We also want to know how they delivered their children - vaginally or by C-section. For a vaginal delivery, they say "normal" and flush the back of their hand down their laps, between their legs. For a C-section they simply say "cut." (For tubal ligation, or "ligadura de trompas," they say "cut to not have baby" and then there's "cut out womb", or hysterectomy. For the few women we've seen who have had hysterectomies, we ask the reason they had the operation. If it was because of a cancerous tumor, we will examine them. If it was because of fibroids or some other reason, we don't examine them because they don't run a risk of cervical or related cancer.)
There are other translations we've learned: diabetes is "sugar problem"; they often say "sick" instead of menstrual period. And so on....

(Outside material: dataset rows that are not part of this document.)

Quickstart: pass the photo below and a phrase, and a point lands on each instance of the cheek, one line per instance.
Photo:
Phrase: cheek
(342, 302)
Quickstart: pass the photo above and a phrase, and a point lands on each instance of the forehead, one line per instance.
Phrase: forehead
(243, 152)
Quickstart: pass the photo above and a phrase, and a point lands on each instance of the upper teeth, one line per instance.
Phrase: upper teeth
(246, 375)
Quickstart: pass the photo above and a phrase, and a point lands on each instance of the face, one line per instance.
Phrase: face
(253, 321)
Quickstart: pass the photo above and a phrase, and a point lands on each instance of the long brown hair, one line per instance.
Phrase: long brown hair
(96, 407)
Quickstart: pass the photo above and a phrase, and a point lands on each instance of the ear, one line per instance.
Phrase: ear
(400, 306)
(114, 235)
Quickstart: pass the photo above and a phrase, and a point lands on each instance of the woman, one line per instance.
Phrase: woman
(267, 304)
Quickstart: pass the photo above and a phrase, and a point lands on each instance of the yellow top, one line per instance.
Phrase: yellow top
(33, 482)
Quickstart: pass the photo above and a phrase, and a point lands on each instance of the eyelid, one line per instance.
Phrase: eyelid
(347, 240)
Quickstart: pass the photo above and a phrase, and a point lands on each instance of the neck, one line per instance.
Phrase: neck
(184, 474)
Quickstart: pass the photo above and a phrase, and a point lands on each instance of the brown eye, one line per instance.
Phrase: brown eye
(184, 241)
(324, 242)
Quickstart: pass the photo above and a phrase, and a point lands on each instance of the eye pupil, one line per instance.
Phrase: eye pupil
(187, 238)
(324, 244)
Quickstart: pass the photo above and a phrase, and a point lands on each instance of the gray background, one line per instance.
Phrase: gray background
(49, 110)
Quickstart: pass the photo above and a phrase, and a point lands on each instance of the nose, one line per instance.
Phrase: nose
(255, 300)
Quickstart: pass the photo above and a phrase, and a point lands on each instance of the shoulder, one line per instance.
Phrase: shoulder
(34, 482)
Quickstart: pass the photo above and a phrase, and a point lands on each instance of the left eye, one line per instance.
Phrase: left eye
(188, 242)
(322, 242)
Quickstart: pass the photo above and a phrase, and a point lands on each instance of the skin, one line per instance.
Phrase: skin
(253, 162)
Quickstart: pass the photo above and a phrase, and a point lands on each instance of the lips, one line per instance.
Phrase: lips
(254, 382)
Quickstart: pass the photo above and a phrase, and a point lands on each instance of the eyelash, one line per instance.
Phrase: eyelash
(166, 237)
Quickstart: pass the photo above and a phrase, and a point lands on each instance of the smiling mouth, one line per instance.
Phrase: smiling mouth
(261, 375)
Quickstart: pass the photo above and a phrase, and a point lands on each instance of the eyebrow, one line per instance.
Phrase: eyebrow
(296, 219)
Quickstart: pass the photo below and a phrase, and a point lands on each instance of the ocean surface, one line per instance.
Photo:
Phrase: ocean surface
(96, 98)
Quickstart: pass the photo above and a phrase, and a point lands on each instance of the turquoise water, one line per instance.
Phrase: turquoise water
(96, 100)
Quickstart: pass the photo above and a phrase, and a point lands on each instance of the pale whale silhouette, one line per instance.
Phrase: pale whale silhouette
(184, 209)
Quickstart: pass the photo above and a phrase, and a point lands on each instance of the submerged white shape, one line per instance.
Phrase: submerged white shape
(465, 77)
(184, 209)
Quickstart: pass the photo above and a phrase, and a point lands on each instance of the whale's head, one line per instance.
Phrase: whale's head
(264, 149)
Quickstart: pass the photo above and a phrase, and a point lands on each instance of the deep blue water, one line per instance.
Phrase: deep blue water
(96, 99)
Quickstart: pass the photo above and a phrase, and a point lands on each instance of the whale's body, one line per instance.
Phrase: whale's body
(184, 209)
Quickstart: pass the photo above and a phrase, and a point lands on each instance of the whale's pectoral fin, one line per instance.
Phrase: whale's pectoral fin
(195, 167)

By the end of the week, I've found myself talking my version of Creole 'Crenglish?"), asking "How much childs you have?" without putting "did" and "do" in front of my verbs. I've been dropping the definite article "the" and the occasional preposition and talking primarily in present tense. I wonder how I sound to the warm, welcoming people of this area. They listen to my questions and answer them as fully as they can, at times squinting to show me I need to repeat, using different words. They can't know that I would love to be able to replicate the musical lilt of their Jamaican-sounding (to me) accent. To me, it's what a smile would sound like, if smiles had sounds.